ドロドロと重すぎず、爽やかな男女の恋愛を書かれるのが得意な(※人食い調べ)佐倉島さんの作品です。なんというか、結ばれるべくして結ばれる二人というか、温かい気持ちで見守りたくなる男女が描かれるんですよね。
化け猫といえば七代祟る、だが六代目の主人公が末代になりそうなので、化け猫のおタマさまが主人公の恋愛を後押しする……とコンセプトが最高の作品。
ちょっと妖怪などに詳しければ広く知られているだろう化け猫伝説を、このようにコミカルにアレンジするのは座布団一枚!
そして、「本来なら憎々しい関係のはずの祟るものと祟られるものが、なんだかんだ仲良くなる」過程についても、本作はなあなあでは済ませず、「おタマさまはなぜ化け猫になったのか」を踏まえて解き明かしており、丁寧で隙がありません。私は猫大好きなので泣けてきました。
「化け猫なので普通の猫が食べちゃダメなもの(チョコレートなど)もOK」という細やかな設定もニヤリとします。普通の猫ちゃんに西京焼きは塩分過多だろうし。
発想の良さと、それに甘えず丁寧に構成されたストーリー、そして見事な大団円。欲を言えば魚屋の彼をもっと掘り下げたり、他の妖怪も登場してにぎやかな一年を過ごすロングバージョンが読みたくなりました。
ファンタジー作品。といっても現代の日本が舞台で、かなり地に足がついた現実寄りの世界観なのですが、主人公の女性の一族に代々祟りをなす猫神がいて、それがある日忽然と彼女の前に姿を現して……という感じの導入になっています。
先に一言で総括すると、人間の心の機微の深いところに手を触れるような、とても優しい物語でした。猫神様のキャラクター性がとてもよかったです。わずか二万字の物語でここまで二者の関係性や心の絆といったようなものを描き切るのはなまなかのことではありません。
いや、ほんといいですよね。結婚詐欺とか出ては来るけど、暴力とかも出ては来るんだけど、それでもなんていうかこの、優しい世界と優しいキャラクターたちが織り成して作り上げる世界の、本当になんと温かいことか。
掌編には掌編の、二万字スケールの作品には二万字スケールの作品の難しさがありまた面白さというものがあるとわたしは考えるのですが、この作品のすごいところはきっちり二万字スケールで着地する規模感でしっかり物語がまとまっているところだと思います。
主人公伊織の家系は何と、先祖の悪行のおかげで猫に七代末まで祟られるという曰く付き。

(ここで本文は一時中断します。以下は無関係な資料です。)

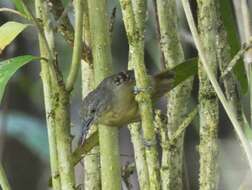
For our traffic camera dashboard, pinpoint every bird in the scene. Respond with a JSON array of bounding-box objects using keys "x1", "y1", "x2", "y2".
[{"x1": 80, "y1": 58, "x2": 197, "y2": 144}]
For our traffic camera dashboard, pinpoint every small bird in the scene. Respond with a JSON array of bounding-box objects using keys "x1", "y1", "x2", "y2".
[{"x1": 80, "y1": 59, "x2": 197, "y2": 143}]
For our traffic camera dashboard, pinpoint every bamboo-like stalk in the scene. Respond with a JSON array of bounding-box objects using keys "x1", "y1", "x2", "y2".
[
  {"x1": 34, "y1": 0, "x2": 75, "y2": 190},
  {"x1": 120, "y1": 0, "x2": 160, "y2": 190},
  {"x1": 182, "y1": 0, "x2": 252, "y2": 170},
  {"x1": 241, "y1": 0, "x2": 252, "y2": 126},
  {"x1": 128, "y1": 123, "x2": 150, "y2": 190},
  {"x1": 0, "y1": 163, "x2": 11, "y2": 190},
  {"x1": 128, "y1": 0, "x2": 150, "y2": 190},
  {"x1": 81, "y1": 0, "x2": 101, "y2": 190},
  {"x1": 215, "y1": 2, "x2": 243, "y2": 125},
  {"x1": 88, "y1": 0, "x2": 121, "y2": 190},
  {"x1": 66, "y1": 0, "x2": 83, "y2": 91},
  {"x1": 197, "y1": 0, "x2": 219, "y2": 190},
  {"x1": 156, "y1": 0, "x2": 192, "y2": 190},
  {"x1": 35, "y1": 0, "x2": 61, "y2": 190}
]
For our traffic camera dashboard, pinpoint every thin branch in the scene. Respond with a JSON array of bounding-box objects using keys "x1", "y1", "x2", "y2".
[
  {"x1": 72, "y1": 131, "x2": 99, "y2": 166},
  {"x1": 182, "y1": 0, "x2": 252, "y2": 170},
  {"x1": 120, "y1": 0, "x2": 160, "y2": 190},
  {"x1": 66, "y1": 0, "x2": 83, "y2": 91},
  {"x1": 0, "y1": 8, "x2": 27, "y2": 18},
  {"x1": 221, "y1": 39, "x2": 252, "y2": 78},
  {"x1": 169, "y1": 106, "x2": 199, "y2": 144},
  {"x1": 23, "y1": 0, "x2": 54, "y2": 62},
  {"x1": 50, "y1": 0, "x2": 92, "y2": 63}
]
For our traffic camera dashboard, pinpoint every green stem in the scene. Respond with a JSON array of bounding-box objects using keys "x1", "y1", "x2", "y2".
[
  {"x1": 128, "y1": 0, "x2": 150, "y2": 190},
  {"x1": 35, "y1": 0, "x2": 61, "y2": 190},
  {"x1": 120, "y1": 0, "x2": 160, "y2": 190},
  {"x1": 128, "y1": 123, "x2": 150, "y2": 190},
  {"x1": 156, "y1": 0, "x2": 192, "y2": 190},
  {"x1": 88, "y1": 0, "x2": 121, "y2": 190},
  {"x1": 197, "y1": 0, "x2": 219, "y2": 190},
  {"x1": 71, "y1": 132, "x2": 99, "y2": 166},
  {"x1": 81, "y1": 0, "x2": 101, "y2": 187},
  {"x1": 36, "y1": 0, "x2": 75, "y2": 190},
  {"x1": 182, "y1": 0, "x2": 252, "y2": 171},
  {"x1": 0, "y1": 163, "x2": 11, "y2": 190},
  {"x1": 66, "y1": 0, "x2": 83, "y2": 91}
]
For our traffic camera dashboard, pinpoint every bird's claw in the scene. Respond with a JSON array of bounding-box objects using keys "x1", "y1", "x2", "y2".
[
  {"x1": 143, "y1": 139, "x2": 157, "y2": 148},
  {"x1": 133, "y1": 86, "x2": 152, "y2": 95}
]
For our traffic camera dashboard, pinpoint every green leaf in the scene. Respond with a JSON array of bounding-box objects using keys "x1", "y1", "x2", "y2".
[
  {"x1": 0, "y1": 55, "x2": 39, "y2": 102},
  {"x1": 11, "y1": 0, "x2": 30, "y2": 18},
  {"x1": 0, "y1": 22, "x2": 28, "y2": 54},
  {"x1": 219, "y1": 0, "x2": 248, "y2": 94}
]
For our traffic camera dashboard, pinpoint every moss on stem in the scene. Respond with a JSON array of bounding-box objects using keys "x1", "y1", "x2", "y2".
[
  {"x1": 34, "y1": 0, "x2": 75, "y2": 190},
  {"x1": 197, "y1": 0, "x2": 219, "y2": 190},
  {"x1": 120, "y1": 0, "x2": 160, "y2": 190},
  {"x1": 156, "y1": 0, "x2": 192, "y2": 190},
  {"x1": 35, "y1": 0, "x2": 61, "y2": 190},
  {"x1": 81, "y1": 0, "x2": 101, "y2": 190},
  {"x1": 88, "y1": 0, "x2": 121, "y2": 190}
]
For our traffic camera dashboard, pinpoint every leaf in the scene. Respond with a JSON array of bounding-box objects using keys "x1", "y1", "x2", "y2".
[
  {"x1": 11, "y1": 0, "x2": 30, "y2": 18},
  {"x1": 0, "y1": 22, "x2": 28, "y2": 54},
  {"x1": 219, "y1": 0, "x2": 248, "y2": 94},
  {"x1": 0, "y1": 55, "x2": 39, "y2": 102}
]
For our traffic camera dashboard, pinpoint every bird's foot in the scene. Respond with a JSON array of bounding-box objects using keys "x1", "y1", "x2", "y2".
[
  {"x1": 133, "y1": 86, "x2": 152, "y2": 95},
  {"x1": 143, "y1": 139, "x2": 157, "y2": 148}
]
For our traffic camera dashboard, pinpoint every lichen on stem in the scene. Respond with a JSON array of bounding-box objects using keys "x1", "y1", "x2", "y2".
[{"x1": 120, "y1": 0, "x2": 160, "y2": 190}]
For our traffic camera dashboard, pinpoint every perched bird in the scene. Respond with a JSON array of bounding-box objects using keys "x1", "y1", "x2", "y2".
[{"x1": 80, "y1": 61, "x2": 197, "y2": 142}]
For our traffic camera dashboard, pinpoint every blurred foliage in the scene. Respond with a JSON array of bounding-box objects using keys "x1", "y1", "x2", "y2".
[
  {"x1": 0, "y1": 55, "x2": 38, "y2": 101},
  {"x1": 219, "y1": 0, "x2": 248, "y2": 94},
  {"x1": 0, "y1": 22, "x2": 28, "y2": 54}
]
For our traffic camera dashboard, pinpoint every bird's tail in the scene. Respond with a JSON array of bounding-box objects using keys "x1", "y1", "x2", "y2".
[{"x1": 153, "y1": 58, "x2": 198, "y2": 98}]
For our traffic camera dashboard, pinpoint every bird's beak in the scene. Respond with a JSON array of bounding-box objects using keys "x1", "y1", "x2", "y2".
[
  {"x1": 82, "y1": 117, "x2": 94, "y2": 131},
  {"x1": 80, "y1": 117, "x2": 94, "y2": 144}
]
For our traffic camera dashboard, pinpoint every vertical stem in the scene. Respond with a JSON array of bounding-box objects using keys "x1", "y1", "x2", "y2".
[
  {"x1": 88, "y1": 0, "x2": 121, "y2": 190},
  {"x1": 0, "y1": 163, "x2": 11, "y2": 190},
  {"x1": 35, "y1": 0, "x2": 61, "y2": 190},
  {"x1": 197, "y1": 0, "x2": 219, "y2": 190},
  {"x1": 120, "y1": 0, "x2": 160, "y2": 190},
  {"x1": 128, "y1": 0, "x2": 150, "y2": 190},
  {"x1": 36, "y1": 0, "x2": 75, "y2": 190},
  {"x1": 129, "y1": 123, "x2": 150, "y2": 190},
  {"x1": 156, "y1": 0, "x2": 192, "y2": 190},
  {"x1": 81, "y1": 0, "x2": 101, "y2": 190},
  {"x1": 182, "y1": 0, "x2": 252, "y2": 173},
  {"x1": 66, "y1": 0, "x2": 83, "y2": 91},
  {"x1": 241, "y1": 0, "x2": 252, "y2": 126},
  {"x1": 216, "y1": 2, "x2": 243, "y2": 125}
]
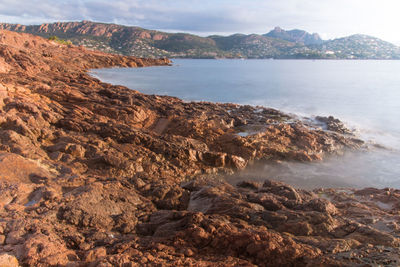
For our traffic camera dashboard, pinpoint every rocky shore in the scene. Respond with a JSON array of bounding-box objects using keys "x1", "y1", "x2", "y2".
[{"x1": 0, "y1": 31, "x2": 400, "y2": 266}]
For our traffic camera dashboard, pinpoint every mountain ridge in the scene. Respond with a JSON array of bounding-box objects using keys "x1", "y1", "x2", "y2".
[{"x1": 0, "y1": 21, "x2": 400, "y2": 59}]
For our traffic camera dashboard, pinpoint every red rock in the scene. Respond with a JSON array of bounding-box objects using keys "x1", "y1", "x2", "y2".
[{"x1": 0, "y1": 254, "x2": 19, "y2": 267}]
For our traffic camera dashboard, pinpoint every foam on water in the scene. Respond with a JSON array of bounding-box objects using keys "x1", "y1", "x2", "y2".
[{"x1": 92, "y1": 60, "x2": 400, "y2": 188}]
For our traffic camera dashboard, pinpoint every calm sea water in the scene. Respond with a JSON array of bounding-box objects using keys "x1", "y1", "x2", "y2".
[{"x1": 92, "y1": 59, "x2": 400, "y2": 188}]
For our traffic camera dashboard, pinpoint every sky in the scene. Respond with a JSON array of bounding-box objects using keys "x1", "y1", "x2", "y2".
[{"x1": 0, "y1": 0, "x2": 400, "y2": 45}]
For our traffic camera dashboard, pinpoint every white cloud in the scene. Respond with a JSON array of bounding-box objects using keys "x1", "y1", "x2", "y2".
[{"x1": 0, "y1": 0, "x2": 400, "y2": 44}]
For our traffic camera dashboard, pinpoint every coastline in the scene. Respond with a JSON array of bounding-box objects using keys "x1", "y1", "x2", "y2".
[{"x1": 0, "y1": 31, "x2": 400, "y2": 266}]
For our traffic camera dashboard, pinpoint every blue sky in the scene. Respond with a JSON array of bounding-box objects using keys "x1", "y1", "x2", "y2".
[{"x1": 0, "y1": 0, "x2": 400, "y2": 45}]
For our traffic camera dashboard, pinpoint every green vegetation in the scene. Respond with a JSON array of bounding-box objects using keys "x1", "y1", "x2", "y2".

いきなり婚約者に結婚資金を持ち逃げされた彼女の前に突然現れたのは、その祟り神の猫、おタマ様……⁉︎
毎度毎度騙されてしまう男を見る目のない伊織は、それでもやたらと素直でおタマ様のいうこともホイホイ聞いてしまう何とも憎めないキャラクター。そこにぽんぽん言いたいことを言いながらも、何だかんだ世話焼きなおタマ様との会話に頬が緩みっぱなしです。
ところが、おタマ様が「七代祟る」ことになった本当の理由を知った時、思わず涙が……。
一筋縄ではいかない祟り神さまと祟られる子孫の、笑って泣ける、ほのぼのもののけ話。とってもおすすめです!